In the last decade innovative damage-control technologies have been developed to improve the seismic performance of structural and non-structural components. A cost/performance-based evaluation is demanded to select the most efficient high-performance whilst cost-affordable integrated building system, capable of sustaining design level earthquakes with limited damage, minor downtime and reduced socio-economic losses.The paper initially provides an overview on low-damage solutions developed in recent years for structural and non-structural elements. Then, a cost/performance-based evaluation is applied to a five-storey reinforced concrete building to define the best structural/non-structural building system.
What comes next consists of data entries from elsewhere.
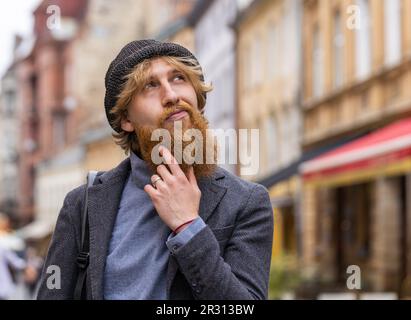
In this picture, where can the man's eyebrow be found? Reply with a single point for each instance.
(153, 76)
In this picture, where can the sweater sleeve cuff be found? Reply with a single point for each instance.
(175, 242)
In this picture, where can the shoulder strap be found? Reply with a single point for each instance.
(84, 254)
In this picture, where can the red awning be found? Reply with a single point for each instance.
(383, 146)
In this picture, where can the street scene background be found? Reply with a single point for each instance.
(325, 82)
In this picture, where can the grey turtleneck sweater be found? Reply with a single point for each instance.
(137, 259)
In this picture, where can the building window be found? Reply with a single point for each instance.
(392, 28)
(317, 63)
(273, 143)
(363, 41)
(256, 62)
(338, 50)
(59, 130)
(274, 50)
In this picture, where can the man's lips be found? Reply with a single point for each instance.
(177, 115)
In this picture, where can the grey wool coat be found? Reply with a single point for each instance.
(228, 259)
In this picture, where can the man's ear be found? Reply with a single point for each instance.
(126, 124)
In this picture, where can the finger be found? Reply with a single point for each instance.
(191, 176)
(170, 161)
(149, 189)
(155, 178)
(164, 173)
(157, 182)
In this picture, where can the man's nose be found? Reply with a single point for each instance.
(170, 97)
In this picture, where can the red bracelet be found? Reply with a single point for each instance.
(175, 231)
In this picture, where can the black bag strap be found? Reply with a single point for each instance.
(84, 254)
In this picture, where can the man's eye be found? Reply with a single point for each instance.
(180, 77)
(149, 85)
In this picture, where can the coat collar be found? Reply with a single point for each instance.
(104, 200)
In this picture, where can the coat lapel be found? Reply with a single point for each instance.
(211, 195)
(104, 201)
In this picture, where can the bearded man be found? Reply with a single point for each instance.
(175, 229)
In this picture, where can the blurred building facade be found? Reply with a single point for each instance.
(9, 135)
(356, 199)
(268, 89)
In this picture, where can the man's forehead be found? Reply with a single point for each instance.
(159, 67)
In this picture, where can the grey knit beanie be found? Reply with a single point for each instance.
(132, 54)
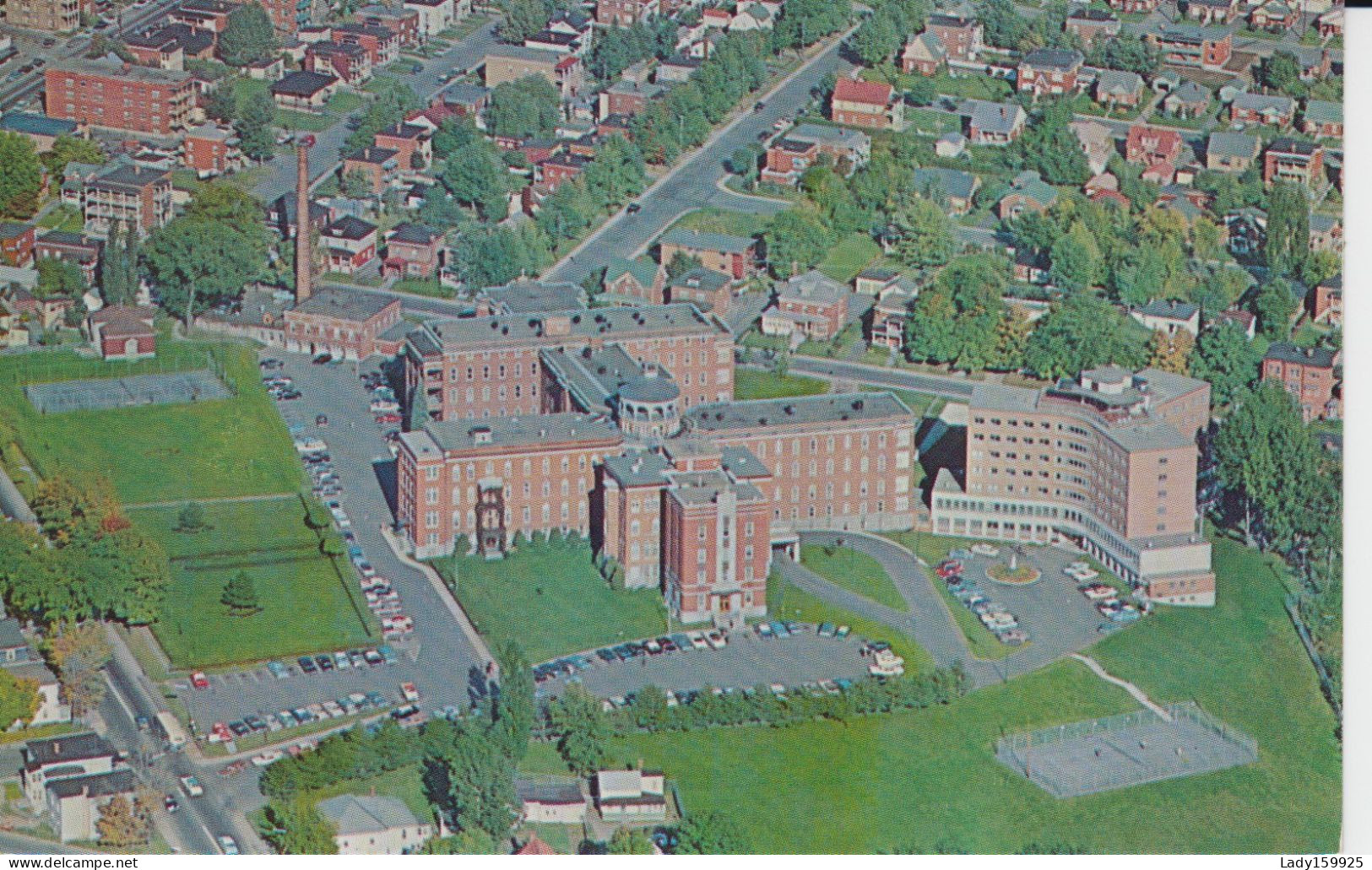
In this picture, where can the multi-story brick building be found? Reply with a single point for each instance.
(494, 478)
(50, 15)
(1109, 460)
(489, 367)
(1308, 375)
(120, 96)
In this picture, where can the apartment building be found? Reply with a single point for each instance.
(1108, 460)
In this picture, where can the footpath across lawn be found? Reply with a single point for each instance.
(928, 780)
(550, 598)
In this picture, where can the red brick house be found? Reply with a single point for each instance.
(866, 103)
(1308, 375)
(17, 243)
(124, 332)
(413, 250)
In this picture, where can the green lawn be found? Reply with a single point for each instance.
(854, 571)
(236, 446)
(756, 385)
(928, 778)
(549, 597)
(851, 256)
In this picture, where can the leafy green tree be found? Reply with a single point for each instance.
(709, 833)
(921, 234)
(254, 122)
(248, 36)
(241, 594)
(630, 841)
(529, 106)
(1228, 359)
(21, 176)
(18, 699)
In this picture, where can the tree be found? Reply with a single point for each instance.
(1228, 359)
(241, 594)
(630, 841)
(58, 278)
(1288, 228)
(256, 117)
(79, 652)
(18, 699)
(1275, 305)
(21, 176)
(709, 833)
(921, 234)
(529, 106)
(1076, 260)
(69, 149)
(248, 36)
(209, 253)
(191, 517)
(121, 825)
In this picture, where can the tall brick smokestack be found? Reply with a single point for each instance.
(303, 256)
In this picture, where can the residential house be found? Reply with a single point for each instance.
(1323, 118)
(1049, 72)
(1269, 110)
(811, 305)
(637, 278)
(1114, 88)
(950, 186)
(1234, 153)
(995, 124)
(1207, 47)
(867, 103)
(373, 825)
(1290, 159)
(349, 245)
(124, 332)
(1308, 374)
(733, 256)
(630, 795)
(413, 250)
(707, 289)
(1091, 24)
(1187, 100)
(1028, 192)
(303, 89)
(1169, 316)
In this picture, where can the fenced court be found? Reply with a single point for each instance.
(132, 392)
(1126, 749)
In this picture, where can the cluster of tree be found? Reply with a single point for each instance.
(468, 767)
(98, 565)
(21, 176)
(582, 729)
(209, 253)
(524, 107)
(248, 36)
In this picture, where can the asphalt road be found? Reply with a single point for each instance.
(693, 183)
(325, 155)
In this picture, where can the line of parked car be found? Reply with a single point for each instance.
(1104, 597)
(992, 615)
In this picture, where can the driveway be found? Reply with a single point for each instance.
(746, 662)
(437, 655)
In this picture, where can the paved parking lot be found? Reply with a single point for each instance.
(437, 655)
(746, 662)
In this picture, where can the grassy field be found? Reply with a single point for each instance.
(786, 602)
(236, 446)
(928, 778)
(851, 256)
(755, 385)
(549, 597)
(854, 571)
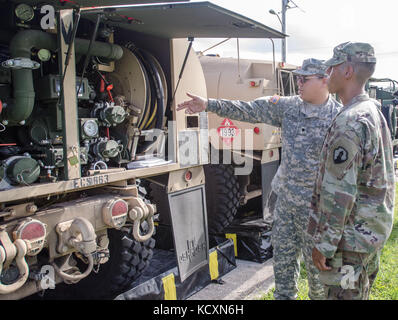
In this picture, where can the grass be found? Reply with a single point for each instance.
(385, 286)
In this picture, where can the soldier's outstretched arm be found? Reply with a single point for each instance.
(338, 190)
(266, 109)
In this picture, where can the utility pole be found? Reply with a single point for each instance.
(284, 9)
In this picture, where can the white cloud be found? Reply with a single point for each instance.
(314, 32)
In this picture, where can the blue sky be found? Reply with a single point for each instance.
(316, 28)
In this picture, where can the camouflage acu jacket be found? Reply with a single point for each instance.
(354, 192)
(303, 126)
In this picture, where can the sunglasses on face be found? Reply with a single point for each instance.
(303, 79)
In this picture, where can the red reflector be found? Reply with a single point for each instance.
(32, 230)
(188, 175)
(120, 207)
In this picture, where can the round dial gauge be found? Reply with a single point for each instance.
(24, 12)
(44, 55)
(90, 128)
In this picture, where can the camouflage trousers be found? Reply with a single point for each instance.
(352, 275)
(290, 243)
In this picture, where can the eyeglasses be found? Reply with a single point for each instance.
(303, 79)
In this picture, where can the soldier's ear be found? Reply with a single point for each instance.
(348, 71)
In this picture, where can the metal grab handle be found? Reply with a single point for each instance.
(75, 277)
(23, 267)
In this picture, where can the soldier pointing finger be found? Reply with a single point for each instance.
(304, 120)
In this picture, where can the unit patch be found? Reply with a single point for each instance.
(340, 155)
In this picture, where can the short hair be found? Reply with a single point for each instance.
(363, 71)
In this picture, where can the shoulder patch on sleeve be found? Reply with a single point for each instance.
(341, 154)
(274, 99)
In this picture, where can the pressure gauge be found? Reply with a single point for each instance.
(24, 12)
(44, 55)
(90, 128)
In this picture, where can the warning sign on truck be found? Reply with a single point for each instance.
(227, 131)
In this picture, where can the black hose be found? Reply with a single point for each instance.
(89, 51)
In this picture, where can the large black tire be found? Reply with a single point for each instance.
(128, 260)
(222, 196)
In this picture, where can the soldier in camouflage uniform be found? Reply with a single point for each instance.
(304, 120)
(354, 192)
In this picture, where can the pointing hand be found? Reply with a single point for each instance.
(195, 105)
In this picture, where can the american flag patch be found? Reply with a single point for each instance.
(274, 99)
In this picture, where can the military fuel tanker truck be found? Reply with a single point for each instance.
(244, 156)
(88, 92)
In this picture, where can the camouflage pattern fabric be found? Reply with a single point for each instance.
(353, 200)
(290, 241)
(303, 130)
(352, 51)
(311, 67)
(352, 275)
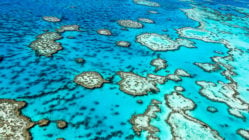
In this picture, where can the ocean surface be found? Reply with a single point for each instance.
(47, 84)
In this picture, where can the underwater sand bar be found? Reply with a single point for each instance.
(141, 122)
(183, 126)
(13, 125)
(147, 3)
(90, 80)
(157, 42)
(45, 44)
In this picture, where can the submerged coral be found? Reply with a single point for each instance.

Three damage-resistant solutions are studied: a low-damage buildingconsisting of hybrid post-tensioned dissipative connections with traditional non-structural elements; a monolithic structure with low-damage non-structural components; an integrated structural/non-structural low-damage system. The research focuses on either vertical (facades, heavy and/or light partitions) and horizontal (ceilings) non-structural elements.Numerical investigations (Ruaumoko 2D) are performed to determine pushover curves while the expected building response is evaluated within an Acceleration-displacement Response Spectrum domain for different demand intensity levels. Damage states and fragility curves are developed from numerical or experimental data for each component. Ultimately, loss assessment analyses are carried out using the tool PACT from FEMA P-58.The loss estimation results show how the application of an integrated structural/non-structural low-damage system highly reduces the expected annual losses, providing a saving of approximately 100-400 U.S. dollars per square meter in 50 years. Notwithstanding the benefits in the use of damage-resistant structural elements, low-damage non-structural components produce a considerable reduction of repair costs, especially for heavy infill walls.